Hunting the hidden wireless network attacker
The widespread deployment of wireless networks and the increased availability of attack tools on the Web have enabled adversaries – from “script kiddies” to experienced hackers – to launch sophisticated network attacks against remote critical infrastructures with relative ease and anonymity. A team of ECE researchers wants to unmask these adversaries, help bring them to justice and prevent others from trying such attacks.
Yaling Yang, with co-investigators Michael Buehrer and Jung Min Park are developing a system to trace back to the true sources of wireless network attacks.
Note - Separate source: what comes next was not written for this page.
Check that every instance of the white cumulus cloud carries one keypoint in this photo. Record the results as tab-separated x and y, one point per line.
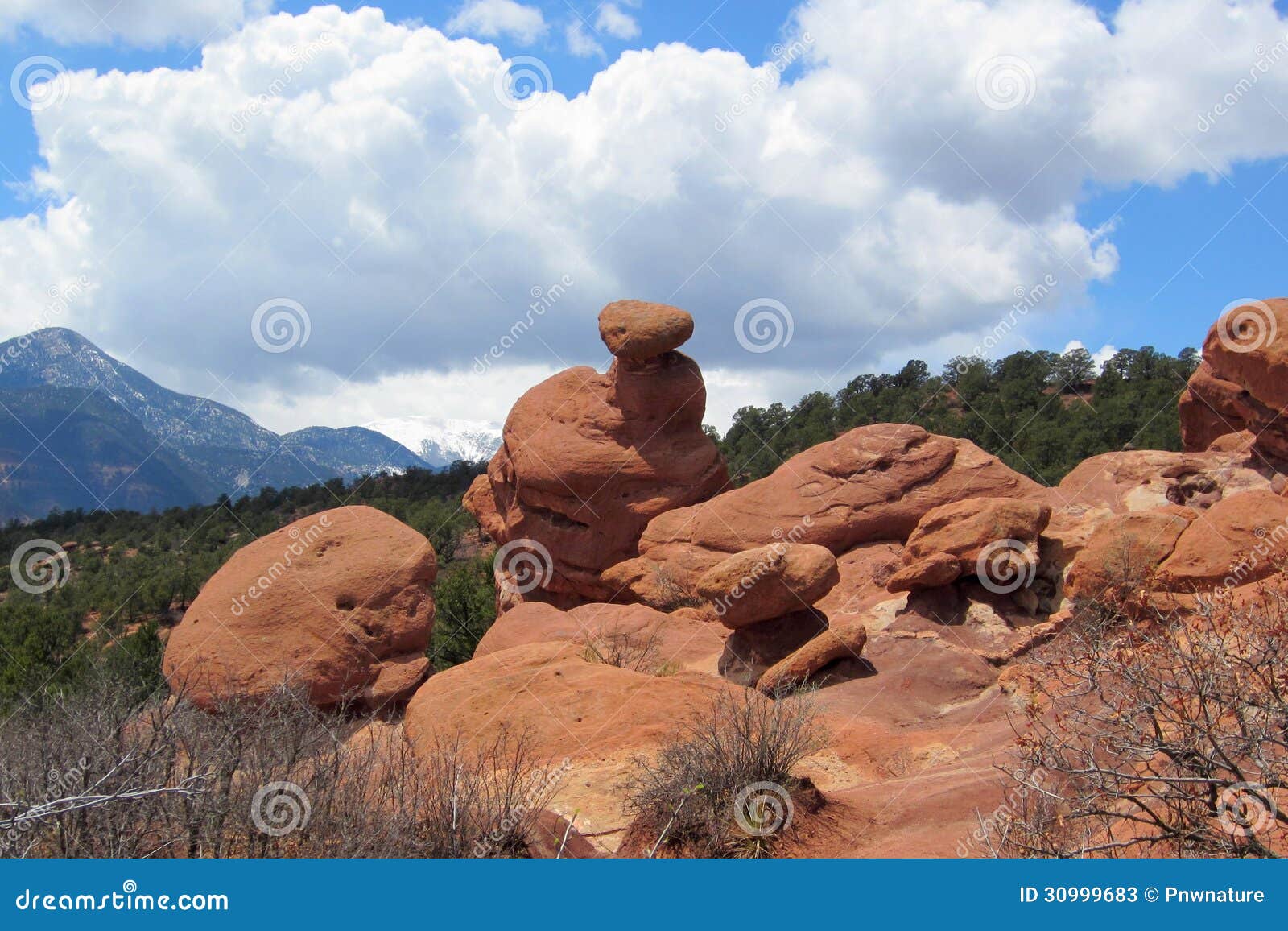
898	188
128	23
Supported by a $330,000 grant from the NSF, they are seeking a method of finding an adversary that is actively trying to disguise its location in a wireless network by distorting its signal features.
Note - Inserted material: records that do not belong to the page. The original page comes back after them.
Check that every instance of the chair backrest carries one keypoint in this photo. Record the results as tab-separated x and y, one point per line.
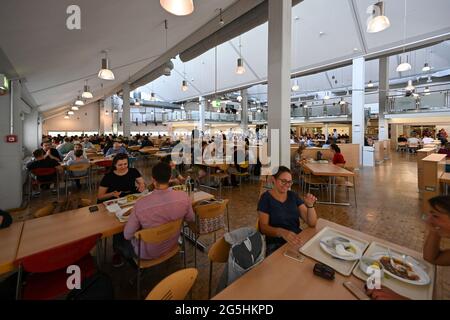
59	257
160	233
80	167
219	251
44	211
40	172
174	287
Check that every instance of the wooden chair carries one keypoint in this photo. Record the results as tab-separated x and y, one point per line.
157	235
218	253
212	215
175	286
45	211
78	168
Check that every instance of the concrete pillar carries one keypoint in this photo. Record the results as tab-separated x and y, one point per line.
126	122
279	81
383	132
358	101
244	113
201	111
11	155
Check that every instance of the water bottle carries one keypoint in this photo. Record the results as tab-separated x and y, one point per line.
188	185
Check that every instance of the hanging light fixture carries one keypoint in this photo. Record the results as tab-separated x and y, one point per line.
426	67
240	69
378	21
184	86
79	101
410	86
105	73
295	87
178	7
404	66
87	94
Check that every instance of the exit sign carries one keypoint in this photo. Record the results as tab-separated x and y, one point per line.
12	138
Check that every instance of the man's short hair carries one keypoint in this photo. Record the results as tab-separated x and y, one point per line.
38	153
161	172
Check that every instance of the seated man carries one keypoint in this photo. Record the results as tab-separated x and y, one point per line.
438	223
162	206
115	149
71	154
40	161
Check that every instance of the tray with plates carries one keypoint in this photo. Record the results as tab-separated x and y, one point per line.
336	249
408	276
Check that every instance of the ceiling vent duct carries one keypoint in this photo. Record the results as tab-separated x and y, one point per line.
248	21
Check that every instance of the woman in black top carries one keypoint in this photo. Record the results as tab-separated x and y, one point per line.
121	180
279	212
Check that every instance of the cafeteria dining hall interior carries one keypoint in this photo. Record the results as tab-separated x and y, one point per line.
225	150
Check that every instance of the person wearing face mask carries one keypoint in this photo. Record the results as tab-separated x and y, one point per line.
120	181
438	225
280	211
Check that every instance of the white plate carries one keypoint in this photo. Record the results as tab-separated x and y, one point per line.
424	278
332	251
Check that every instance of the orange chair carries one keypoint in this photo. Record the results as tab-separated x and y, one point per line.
48	276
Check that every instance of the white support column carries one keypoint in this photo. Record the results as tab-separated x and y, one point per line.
383	132
279	89
358	102
201	111
244	113
126	111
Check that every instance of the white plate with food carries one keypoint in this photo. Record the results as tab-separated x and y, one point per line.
402	269
341	248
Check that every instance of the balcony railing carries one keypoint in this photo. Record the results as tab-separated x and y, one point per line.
436	101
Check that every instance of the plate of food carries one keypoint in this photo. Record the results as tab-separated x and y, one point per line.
341	248
401	269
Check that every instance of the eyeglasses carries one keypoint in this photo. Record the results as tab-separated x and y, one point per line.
285	182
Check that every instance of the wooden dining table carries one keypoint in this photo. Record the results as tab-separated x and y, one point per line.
331	172
282	278
10	238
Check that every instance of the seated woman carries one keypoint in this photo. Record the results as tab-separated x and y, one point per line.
438	223
280	210
120	181
338	158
Most existing approaches for finding network adversaries were designed for tracing back to the edge routers in wired networks, according to Yang. “These approaches are ineffective for wireless networks, since the attacker can be anywhere in the unified coverage area of all wireless access points in a subnet. To be truly effective as an attack deterrent, a traceback scheme for a wireless network must be combined with accurate localization techniques to estimate the adversary’s physical location,” she says.
The team’s approach is a proactive, cross-layer localization design that integrates a number of diverse disciplines, including localization, security, wireless networking and distributed system design. The results will help ensure the security of cyber applications in critical aspects of the society, such as telecommunications, banking and finance, energy, transportation, and essential government services, she says.